We live in a scripted world. Everything about us is a characterisation of a script embedded in our social, economic, environmental or political dispositions. They way we behave, make choices and decisions, and grow in society is a characterisation of these scripts. We are simply acting out the scripts we have been exposed to since birth. However, acting out the script does not necessarily mean conforming to the norm, it can also mean challenging the status quo.
In most cases, without realising it, these scripts become the norm and repository of common sense — the supposed truth assumed to have been agreed upon by the whole society and immediately apparent to anyone of “normal intelligence”. Common sense is what people think they unquestionably know about themselves and the world around them or what seems to be obvious to any “normal” member of the society.
The role of common sense is to help make judgements and conclusions quickly and move to the next stage instead of dwelling on what is assumed to be obvious. Take for example; it is common knowledge that the sun rises from the east and sets in the west. Then the next stage is that when the sun rises from the east, it is morning or beginning of the day and when it sets, it is the evening or end of the day. Common sense makes interpretation of situations easier or is it?
It is not always the case when it comes to the political economy of the world. Let’s look at a country that we all now call Zimbabwe. It is common sense that the Great Zimbabwe Kingdom was larger in the pre-colonial era. It is common sense that it was colonised and its people fought, perhaps, won the battle to rule themselves. It is also considered common sense that the country which used to be a kingdom is now an independent State.
There are a number of slippery concepts in the description above and yet they script how we understand our situation today. Attaining independence for a small piece of land out of the entire vast expanse of the Great Zimbabwe Kingdom is far from being a sign of victory. We accepted what was prescribed and scripted by colonial power and it is now common sense. The borders were not scripted by us but we accepted them as they were. The very notion of independence and its prescriptive subtexts should be more troubling instead of the common sense of what we are.
It does not end there. Zimbabwe is known to be a democratic independent State which means it must hold regular elections and uphold the tenets of good governance and that of human rights plus several other global prescriptions of how to run a State. That is the global common sense of governance but are these the prescriptive requirements for a prosperous society? Why is there limited focus on economics than politics? Prescribed common sense also impose what to focus on.
What we adopted at independence was an acceptance to be loyal to the refined tenets of the same colonial oppression for which we fought to dislodge. Therefore, what we think is the predominant current common sense of our political status vis-à-vis the world around us is what has been described by some scholar as capitalist realism.
This phrase is not just limited to describing the dominant political economic framework that organises the world and its central role in allocating power, but its ability to normalise, legitimise and celebrate imbalances and inequalities in pursuit of its interests. The world today is an outcome of the late-stage industrial State capitalism where the elite decide directly or via its political proxies that the role and power of the people and its elected government is consumed by capitalist realism. That is the basis upon which we need to look at ourselves and challenge the current state of common sense.

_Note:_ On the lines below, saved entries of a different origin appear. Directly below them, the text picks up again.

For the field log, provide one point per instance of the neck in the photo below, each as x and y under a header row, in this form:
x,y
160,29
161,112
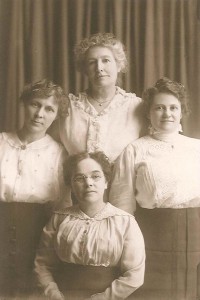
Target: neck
x,y
92,209
103,93
171,136
27,137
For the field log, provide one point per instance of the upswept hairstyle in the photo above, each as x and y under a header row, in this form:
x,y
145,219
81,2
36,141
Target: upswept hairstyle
x,y
44,89
73,160
167,86
107,40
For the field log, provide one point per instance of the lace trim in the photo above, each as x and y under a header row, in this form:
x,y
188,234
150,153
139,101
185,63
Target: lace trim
x,y
171,187
108,211
81,102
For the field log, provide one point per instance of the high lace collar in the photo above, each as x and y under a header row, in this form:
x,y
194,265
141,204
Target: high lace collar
x,y
166,137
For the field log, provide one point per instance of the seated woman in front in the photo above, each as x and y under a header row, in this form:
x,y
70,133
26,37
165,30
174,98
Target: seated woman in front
x,y
91,250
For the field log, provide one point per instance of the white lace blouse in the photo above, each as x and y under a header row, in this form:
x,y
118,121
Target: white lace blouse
x,y
159,171
111,238
84,129
33,172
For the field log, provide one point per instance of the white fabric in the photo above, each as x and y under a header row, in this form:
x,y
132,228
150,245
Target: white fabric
x,y
111,238
84,129
31,173
158,171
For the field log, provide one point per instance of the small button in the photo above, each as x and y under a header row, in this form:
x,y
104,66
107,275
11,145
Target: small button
x,y
13,241
13,228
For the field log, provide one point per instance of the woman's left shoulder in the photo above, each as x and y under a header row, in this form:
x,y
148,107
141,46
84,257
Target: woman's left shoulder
x,y
115,211
190,141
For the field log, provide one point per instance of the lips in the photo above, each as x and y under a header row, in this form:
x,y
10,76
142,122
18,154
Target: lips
x,y
36,122
89,192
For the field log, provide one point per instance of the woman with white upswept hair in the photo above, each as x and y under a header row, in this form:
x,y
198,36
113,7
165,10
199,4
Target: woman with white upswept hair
x,y
104,117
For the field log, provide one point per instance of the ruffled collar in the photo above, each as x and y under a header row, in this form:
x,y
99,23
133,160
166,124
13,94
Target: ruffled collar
x,y
14,141
108,211
166,137
81,101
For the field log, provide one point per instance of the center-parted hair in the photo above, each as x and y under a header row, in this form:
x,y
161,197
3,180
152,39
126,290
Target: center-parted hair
x,y
44,89
73,160
167,86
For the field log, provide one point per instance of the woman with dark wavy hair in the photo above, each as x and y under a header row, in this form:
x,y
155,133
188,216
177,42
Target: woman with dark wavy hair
x,y
157,178
31,185
91,250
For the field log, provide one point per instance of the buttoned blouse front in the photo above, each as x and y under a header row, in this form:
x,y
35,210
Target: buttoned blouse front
x,y
111,238
157,173
84,129
33,172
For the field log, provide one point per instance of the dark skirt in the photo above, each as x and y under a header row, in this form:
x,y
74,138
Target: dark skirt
x,y
172,242
21,225
80,282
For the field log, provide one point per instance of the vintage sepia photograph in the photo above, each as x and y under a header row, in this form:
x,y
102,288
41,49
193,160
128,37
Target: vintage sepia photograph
x,y
100,149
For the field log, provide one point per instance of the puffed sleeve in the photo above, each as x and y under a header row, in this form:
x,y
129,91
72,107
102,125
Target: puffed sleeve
x,y
46,261
132,265
122,190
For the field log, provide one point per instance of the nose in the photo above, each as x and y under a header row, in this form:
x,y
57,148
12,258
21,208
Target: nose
x,y
40,112
167,112
88,181
99,65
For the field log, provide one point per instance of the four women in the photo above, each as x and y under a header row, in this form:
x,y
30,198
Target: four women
x,y
93,246
157,177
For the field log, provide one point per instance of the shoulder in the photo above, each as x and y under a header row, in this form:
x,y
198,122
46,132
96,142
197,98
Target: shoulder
x,y
53,143
189,141
141,142
112,211
10,138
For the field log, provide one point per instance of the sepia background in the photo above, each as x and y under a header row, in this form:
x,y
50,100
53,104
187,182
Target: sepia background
x,y
37,37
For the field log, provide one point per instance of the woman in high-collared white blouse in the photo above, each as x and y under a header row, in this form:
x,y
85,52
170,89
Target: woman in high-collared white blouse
x,y
91,250
104,117
157,178
31,184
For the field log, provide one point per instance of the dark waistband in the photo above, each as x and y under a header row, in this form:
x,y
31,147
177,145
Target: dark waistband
x,y
79,277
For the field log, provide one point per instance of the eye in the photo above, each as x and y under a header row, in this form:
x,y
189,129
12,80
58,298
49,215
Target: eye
x,y
79,178
174,107
34,104
106,60
96,177
159,108
50,109
91,62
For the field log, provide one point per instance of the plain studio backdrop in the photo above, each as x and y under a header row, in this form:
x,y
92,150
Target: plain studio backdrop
x,y
162,38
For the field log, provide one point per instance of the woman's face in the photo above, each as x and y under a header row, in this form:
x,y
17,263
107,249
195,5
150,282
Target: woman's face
x,y
165,113
39,114
101,67
88,182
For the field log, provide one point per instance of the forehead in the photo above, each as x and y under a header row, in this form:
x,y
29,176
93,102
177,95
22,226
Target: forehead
x,y
98,51
87,165
50,101
165,99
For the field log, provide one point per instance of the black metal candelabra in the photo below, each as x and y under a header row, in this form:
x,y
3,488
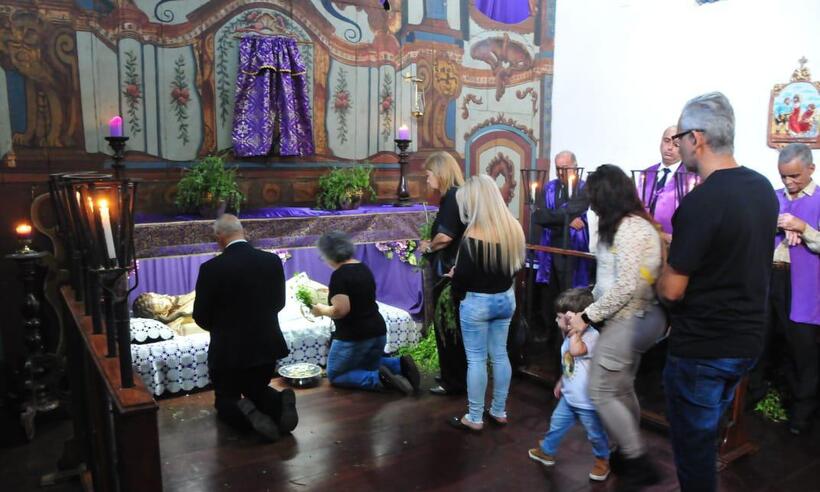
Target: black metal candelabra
x,y
40,397
117,144
403,196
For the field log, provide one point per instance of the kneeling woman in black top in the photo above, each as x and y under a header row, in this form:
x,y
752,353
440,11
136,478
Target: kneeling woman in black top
x,y
356,358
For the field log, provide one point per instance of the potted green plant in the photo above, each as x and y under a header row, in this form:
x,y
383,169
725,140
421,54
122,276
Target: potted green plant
x,y
344,188
209,187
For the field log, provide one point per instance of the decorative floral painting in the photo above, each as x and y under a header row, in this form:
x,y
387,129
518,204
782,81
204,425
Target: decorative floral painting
x,y
793,115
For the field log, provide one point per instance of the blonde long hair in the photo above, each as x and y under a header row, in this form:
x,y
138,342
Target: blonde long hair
x,y
487,217
446,169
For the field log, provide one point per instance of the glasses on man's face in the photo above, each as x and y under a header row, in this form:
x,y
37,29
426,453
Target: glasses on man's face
x,y
676,137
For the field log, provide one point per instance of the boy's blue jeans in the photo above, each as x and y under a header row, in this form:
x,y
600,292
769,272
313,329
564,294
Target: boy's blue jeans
x,y
698,391
355,364
563,418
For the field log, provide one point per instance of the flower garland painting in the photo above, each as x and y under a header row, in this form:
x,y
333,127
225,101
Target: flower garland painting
x,y
341,104
386,107
180,97
132,93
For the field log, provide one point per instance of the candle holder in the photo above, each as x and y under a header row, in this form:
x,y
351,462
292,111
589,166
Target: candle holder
x,y
117,144
403,196
38,364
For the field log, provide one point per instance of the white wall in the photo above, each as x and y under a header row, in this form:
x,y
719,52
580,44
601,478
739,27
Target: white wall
x,y
624,69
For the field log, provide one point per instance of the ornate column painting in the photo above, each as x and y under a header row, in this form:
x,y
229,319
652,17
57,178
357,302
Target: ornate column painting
x,y
169,69
793,115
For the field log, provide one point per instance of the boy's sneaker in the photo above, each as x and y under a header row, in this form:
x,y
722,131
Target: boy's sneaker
x,y
600,470
542,457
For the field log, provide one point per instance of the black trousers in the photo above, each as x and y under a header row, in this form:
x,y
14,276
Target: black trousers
x,y
252,383
801,359
450,347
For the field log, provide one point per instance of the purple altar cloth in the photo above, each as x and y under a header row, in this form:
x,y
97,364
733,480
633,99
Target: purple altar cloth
x,y
278,212
273,228
398,284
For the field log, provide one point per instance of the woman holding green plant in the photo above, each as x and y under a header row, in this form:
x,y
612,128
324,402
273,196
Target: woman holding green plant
x,y
356,358
444,175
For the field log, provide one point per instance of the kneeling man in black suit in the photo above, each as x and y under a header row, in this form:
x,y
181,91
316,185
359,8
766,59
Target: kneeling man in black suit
x,y
238,296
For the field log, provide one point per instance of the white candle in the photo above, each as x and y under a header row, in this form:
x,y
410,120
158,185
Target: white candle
x,y
106,221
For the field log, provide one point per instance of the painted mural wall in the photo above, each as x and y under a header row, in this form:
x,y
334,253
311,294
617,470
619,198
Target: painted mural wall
x,y
169,68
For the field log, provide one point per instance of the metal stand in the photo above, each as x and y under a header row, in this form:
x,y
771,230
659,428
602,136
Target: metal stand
x,y
117,144
403,196
40,398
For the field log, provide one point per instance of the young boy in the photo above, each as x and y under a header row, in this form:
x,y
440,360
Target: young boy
x,y
571,390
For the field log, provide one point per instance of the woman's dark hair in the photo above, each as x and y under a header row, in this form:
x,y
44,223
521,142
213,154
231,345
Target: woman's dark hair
x,y
613,196
574,300
336,246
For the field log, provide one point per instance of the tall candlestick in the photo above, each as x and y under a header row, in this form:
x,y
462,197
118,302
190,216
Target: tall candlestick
x,y
106,222
115,126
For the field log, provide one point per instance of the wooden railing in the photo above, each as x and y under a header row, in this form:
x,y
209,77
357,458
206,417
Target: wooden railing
x,y
115,428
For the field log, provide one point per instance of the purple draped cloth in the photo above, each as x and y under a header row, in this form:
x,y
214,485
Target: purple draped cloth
x,y
805,265
578,241
667,201
398,284
271,89
506,11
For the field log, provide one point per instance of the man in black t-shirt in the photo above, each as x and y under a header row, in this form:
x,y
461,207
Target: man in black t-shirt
x,y
716,280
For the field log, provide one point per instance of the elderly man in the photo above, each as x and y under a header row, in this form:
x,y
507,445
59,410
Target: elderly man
x,y
660,182
716,279
238,297
795,284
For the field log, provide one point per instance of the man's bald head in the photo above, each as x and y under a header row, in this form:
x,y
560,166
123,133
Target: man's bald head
x,y
227,228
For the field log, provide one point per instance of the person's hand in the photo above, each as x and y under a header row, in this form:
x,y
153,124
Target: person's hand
x,y
789,222
793,238
576,324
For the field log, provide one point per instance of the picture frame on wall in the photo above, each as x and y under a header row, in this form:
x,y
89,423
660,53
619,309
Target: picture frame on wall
x,y
793,110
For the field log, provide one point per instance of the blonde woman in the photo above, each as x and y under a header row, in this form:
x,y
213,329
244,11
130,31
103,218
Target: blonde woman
x,y
444,175
490,254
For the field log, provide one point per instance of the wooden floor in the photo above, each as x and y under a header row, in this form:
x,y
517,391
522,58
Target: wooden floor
x,y
353,440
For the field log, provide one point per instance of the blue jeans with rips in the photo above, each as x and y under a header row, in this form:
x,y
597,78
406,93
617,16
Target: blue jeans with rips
x,y
562,420
698,391
355,364
485,322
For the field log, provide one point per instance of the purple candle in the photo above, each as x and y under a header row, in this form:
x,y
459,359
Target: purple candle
x,y
115,126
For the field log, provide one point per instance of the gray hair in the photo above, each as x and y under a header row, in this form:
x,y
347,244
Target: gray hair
x,y
570,154
336,246
713,114
228,225
796,151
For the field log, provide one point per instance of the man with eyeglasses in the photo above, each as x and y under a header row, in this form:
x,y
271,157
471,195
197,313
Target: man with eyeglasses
x,y
661,201
716,281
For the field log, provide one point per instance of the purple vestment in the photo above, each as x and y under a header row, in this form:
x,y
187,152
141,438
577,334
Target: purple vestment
x,y
271,88
578,241
805,265
667,202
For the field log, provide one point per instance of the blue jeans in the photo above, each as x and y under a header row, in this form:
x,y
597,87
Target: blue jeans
x,y
563,418
485,322
355,364
698,391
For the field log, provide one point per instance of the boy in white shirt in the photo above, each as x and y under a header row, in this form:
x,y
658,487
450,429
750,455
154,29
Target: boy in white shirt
x,y
571,390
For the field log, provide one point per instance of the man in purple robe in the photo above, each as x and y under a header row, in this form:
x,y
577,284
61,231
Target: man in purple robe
x,y
562,215
795,285
660,183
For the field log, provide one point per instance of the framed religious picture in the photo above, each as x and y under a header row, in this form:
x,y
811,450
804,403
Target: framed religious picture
x,y
793,106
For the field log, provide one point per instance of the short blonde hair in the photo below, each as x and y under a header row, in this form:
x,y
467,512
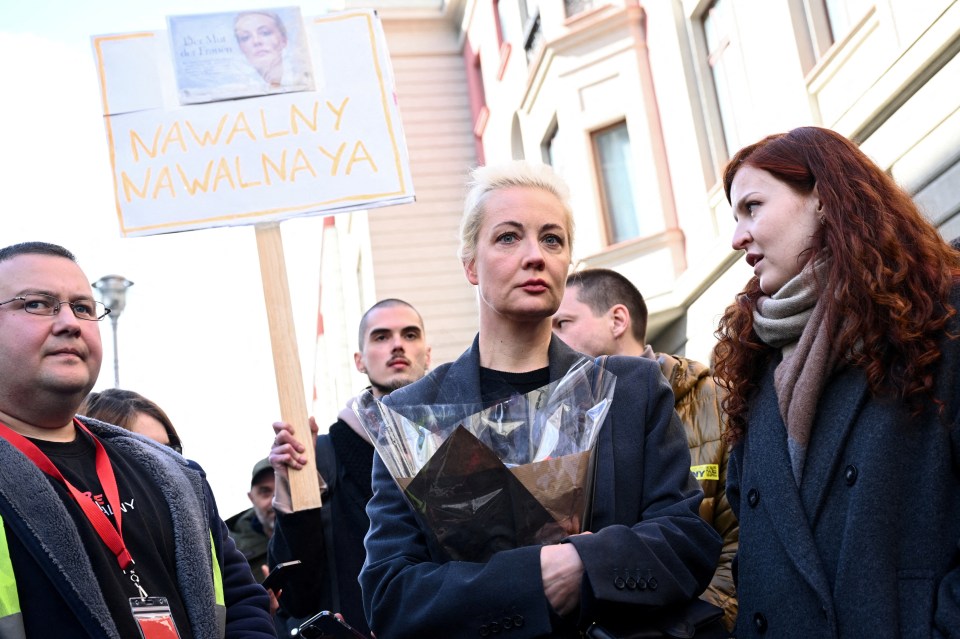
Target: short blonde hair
x,y
484,180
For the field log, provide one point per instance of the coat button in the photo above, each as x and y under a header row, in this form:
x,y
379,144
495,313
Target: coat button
x,y
760,622
850,474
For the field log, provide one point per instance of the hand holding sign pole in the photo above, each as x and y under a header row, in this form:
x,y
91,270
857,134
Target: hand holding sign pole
x,y
304,487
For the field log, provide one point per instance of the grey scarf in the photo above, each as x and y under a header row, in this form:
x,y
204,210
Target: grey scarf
x,y
793,320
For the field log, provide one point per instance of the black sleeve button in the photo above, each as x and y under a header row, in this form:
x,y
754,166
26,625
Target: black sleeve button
x,y
850,474
759,622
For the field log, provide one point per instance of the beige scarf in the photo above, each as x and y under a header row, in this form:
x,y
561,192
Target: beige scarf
x,y
793,320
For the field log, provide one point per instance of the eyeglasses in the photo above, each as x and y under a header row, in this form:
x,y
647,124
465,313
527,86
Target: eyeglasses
x,y
40,304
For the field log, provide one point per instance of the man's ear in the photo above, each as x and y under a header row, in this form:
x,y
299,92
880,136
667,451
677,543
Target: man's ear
x,y
358,360
619,320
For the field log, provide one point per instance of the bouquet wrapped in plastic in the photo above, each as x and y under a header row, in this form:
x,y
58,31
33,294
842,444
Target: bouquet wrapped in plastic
x,y
513,474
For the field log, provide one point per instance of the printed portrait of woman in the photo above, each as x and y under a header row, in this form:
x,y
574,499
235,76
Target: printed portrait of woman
x,y
262,38
224,56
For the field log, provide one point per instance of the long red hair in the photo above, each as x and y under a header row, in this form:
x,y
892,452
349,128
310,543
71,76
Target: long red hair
x,y
888,278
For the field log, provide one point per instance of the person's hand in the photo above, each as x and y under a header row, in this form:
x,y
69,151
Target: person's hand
x,y
274,603
561,570
286,453
286,450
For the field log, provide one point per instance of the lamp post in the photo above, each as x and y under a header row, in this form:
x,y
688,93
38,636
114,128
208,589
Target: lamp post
x,y
113,295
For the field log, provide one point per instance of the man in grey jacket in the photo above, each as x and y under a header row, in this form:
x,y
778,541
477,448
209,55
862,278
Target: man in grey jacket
x,y
107,533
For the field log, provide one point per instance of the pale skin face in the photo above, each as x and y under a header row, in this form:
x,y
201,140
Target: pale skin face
x,y
261,496
775,226
522,257
262,42
395,351
47,364
581,330
150,427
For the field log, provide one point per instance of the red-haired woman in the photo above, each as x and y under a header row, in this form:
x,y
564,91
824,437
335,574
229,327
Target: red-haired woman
x,y
842,366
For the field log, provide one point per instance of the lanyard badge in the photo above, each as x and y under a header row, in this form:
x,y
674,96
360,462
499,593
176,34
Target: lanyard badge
x,y
153,617
152,614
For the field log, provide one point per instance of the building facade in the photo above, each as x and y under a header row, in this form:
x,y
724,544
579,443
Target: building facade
x,y
638,105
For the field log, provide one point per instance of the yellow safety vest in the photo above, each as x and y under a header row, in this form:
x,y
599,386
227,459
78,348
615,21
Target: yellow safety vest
x,y
11,618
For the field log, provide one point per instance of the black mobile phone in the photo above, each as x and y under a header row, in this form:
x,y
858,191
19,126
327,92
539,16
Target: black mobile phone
x,y
326,625
277,578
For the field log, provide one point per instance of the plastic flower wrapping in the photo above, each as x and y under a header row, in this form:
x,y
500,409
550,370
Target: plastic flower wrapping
x,y
517,473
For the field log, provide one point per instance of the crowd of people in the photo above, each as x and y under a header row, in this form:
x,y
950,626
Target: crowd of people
x,y
804,483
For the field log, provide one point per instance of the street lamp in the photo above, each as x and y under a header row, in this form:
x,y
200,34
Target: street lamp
x,y
113,294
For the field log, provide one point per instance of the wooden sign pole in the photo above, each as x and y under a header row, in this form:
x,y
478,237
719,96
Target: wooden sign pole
x,y
304,485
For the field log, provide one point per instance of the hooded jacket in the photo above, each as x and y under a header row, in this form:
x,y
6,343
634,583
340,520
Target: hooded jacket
x,y
697,402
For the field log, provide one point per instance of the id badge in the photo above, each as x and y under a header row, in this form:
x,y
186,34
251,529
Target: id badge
x,y
153,618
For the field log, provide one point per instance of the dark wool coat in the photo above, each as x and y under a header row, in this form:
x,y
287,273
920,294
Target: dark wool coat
x,y
867,546
646,525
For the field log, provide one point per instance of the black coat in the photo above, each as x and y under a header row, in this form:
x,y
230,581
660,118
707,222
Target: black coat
x,y
645,522
867,546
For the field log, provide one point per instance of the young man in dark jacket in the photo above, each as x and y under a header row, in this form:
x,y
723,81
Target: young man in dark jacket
x,y
393,353
603,313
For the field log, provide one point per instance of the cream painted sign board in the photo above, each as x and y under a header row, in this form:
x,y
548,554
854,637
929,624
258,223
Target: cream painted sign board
x,y
255,160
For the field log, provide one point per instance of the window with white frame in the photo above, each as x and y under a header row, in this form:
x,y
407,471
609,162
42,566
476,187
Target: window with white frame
x,y
614,161
532,34
727,72
843,15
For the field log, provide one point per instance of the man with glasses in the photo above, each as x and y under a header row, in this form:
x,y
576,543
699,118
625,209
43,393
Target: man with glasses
x,y
105,535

To understand capitalist realism’s intentions and how it has been able to establish its tenets as common sense, we just have to look at how it wrested power from monarchies and religious institutions during the industrial revolution, to the time of slave trade, colonialism, imperialism (in either their historical or new forms) to independence of colonies and then democracy and their precepts. Common in all these historical phases is the absolute centralisation of power and narratives that legitimise and celebrate that as a global necessity.
Why is this a danger to the global society? The 1970s and early 1980s witnessed the growth of neoliberalism, a premise that centralised freedom for humanity. But the intention was the opposite — to drain all the power that remained in other institutions via sponsorship of populism. Between that period and now, the world has witnessed growing movement of activists to eliminate poverty and suffering via privatisation of government services and cutting their expenditure.
There has been an increasing muzzling of labour movements, deregulation of every segment of the economy, and the absolute faith in market-based principles to adjudicate all elements of social, political, cultural and economic life.
Who are the winners and losers in this game of power? The effects of these have been staggering levels of wealth and income inequality, increasing poverty among the poor, weak governments as a result of the diminishing of power of the state and the people, an increasing control and use of civil society organisations to destabilise institutions that threaten the interests of capitalism realism.
Money is used as an effective tool of control. All successful movements or politicians in the world are either sponsored by the richest people or corporates. Any movement that diverts attention from the real problem of capitalist realism or one that does not threaten its interests, gets the most support. It is for these reasons that has seen growth in social movements for social, political and economic justice. However, one disheartening factor has been the elites’ effective ability to keep these movements from antagonising each other. This is their way of keeping the activism and populisms space safe because they are necessary to ensuring leaders of governments and service institutions tow the line.